Minister Gigaba’s 14 points and labour
Finance Minister Malusi Gigaba’s 14-point plan to “take the country out of recession” will certainly exacerbate existing tensions between government and the labour movement because it again raises the twin spectres of austerity and privatisation.
These are issues the public sector unions will certainly take up when their wage and welfare talks begin. Along with the more than 150 000 job vacancies in the sector.
The unions are also unlikely to budge from demands for double-digit pay rises and a oneyear agreement, along with improvements and “equalisations” in housing and medical allowances. And they will very much have an eye on Gigaba’s vaguely enunciated 14 points.
The unions are aware that this latest in a string of announced programmes, plans and initiatives is geared towards trying to appease the ratings agencies, two of which are scheduled to make another assessment of the South African economy in November.
The fear is that there could be a further downgrade because there exists, in the ratings world, even worse than initial “junk” status.
If the national debt of South Africa receives a further downgrade, it is likely to trigger the almost instant flight of perhaps up to R200 billion as government bonds are dumped.
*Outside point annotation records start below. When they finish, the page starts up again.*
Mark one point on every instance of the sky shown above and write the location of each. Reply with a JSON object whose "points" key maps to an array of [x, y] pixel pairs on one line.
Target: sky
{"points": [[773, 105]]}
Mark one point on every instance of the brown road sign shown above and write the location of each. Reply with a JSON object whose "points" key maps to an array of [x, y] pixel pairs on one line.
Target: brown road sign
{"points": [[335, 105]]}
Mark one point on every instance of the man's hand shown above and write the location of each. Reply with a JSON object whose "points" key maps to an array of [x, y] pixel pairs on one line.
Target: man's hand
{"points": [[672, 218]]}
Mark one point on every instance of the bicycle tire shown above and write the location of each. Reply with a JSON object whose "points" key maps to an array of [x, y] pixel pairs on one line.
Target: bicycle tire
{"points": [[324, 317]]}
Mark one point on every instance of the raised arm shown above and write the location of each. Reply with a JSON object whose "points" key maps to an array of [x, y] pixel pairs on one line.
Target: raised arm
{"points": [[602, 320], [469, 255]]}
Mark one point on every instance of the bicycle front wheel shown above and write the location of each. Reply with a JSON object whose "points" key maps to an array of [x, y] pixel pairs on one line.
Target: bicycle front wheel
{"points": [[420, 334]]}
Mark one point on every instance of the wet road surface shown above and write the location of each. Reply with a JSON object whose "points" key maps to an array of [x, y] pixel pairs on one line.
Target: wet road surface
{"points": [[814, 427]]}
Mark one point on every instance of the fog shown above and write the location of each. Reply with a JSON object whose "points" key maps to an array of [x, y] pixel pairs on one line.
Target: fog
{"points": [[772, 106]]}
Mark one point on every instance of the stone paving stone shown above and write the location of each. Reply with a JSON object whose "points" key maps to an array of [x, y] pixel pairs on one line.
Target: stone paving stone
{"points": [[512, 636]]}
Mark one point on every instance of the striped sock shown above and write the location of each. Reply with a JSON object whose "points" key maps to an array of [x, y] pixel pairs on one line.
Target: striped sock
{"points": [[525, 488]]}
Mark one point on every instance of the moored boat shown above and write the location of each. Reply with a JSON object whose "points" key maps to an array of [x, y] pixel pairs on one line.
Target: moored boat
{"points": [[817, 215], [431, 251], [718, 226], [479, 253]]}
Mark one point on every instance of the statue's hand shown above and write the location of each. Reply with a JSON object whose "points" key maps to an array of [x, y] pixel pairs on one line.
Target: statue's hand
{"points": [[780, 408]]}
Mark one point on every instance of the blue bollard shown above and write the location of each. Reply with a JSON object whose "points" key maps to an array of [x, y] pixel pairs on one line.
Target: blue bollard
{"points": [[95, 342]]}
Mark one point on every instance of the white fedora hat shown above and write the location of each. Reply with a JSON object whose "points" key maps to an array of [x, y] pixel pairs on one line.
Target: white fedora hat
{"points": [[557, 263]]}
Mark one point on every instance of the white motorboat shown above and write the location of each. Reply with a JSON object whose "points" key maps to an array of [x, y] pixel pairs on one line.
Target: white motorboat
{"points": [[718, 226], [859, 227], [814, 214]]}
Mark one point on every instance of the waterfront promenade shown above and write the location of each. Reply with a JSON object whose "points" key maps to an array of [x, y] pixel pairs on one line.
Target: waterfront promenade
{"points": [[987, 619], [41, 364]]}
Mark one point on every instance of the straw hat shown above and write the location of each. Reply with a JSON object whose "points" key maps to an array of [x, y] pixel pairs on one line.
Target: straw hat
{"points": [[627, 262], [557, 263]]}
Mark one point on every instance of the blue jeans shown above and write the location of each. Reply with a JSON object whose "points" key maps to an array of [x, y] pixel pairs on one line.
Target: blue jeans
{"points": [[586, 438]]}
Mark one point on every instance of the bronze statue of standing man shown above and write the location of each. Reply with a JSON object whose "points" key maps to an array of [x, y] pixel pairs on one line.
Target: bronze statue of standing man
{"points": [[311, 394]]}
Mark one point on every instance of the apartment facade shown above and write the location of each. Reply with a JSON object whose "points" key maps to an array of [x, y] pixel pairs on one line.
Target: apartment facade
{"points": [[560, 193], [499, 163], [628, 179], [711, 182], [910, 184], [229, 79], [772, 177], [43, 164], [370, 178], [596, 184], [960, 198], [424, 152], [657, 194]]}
South Africa Inc could end up bankrupt, so Gigaba is complying with the agenda of the agencies. And their agenda is plain: create conditions in which capital of whatever shade can maximise profit. And without much consideration of the consequences.
Gigaba’s 14 points have already been described as “hot air” by mainstream economists such as Azar Jammine. They could have added the adjective “stale” because we have heard it all before.
First, there was Growth Employment and Redistribution (Gear), then the Accelerated Shared Growth Initiative (Asgisa), the National Growth Plan (NGP) and the National Development Plan, followed by President Jacob Zuma’s forgettable nine points and now Gigaba’s 14.
All are based on the same widely discredited neoliberal “trickle-down” theory of economic growth leading to redistribution; that if the rich get richer, more wealth will trickle down to the poor. It doesn’t work. It never has.
Faced with this reality 21 years ago, the combined labour movement proposed, in a document titled Social Equity and Job Creation, that the theory be turned on its head – let redistribution lead to job creation and so to economic growth.
This policy proposal was based on the years of work done by the ANC’s own macroeconomic research group.
Although the labour movement generally opposed government’s collapse into the arms of national and international capital, there was much clutching at straws.
For example, when Asgisa was proposed, it was hailed by Cosatu and the SA Communist Party as “a departure from Gear”. It was not.
The NGP was also thought by some unions to have “some positive elements”. This was much like saying it is possible to be just a little bit pregnant.
The labour movement may be more organisationally fragmented and unions perhaps individually weaker, but there is more of a unity of purpose now. And Gigaba seems to have added to it.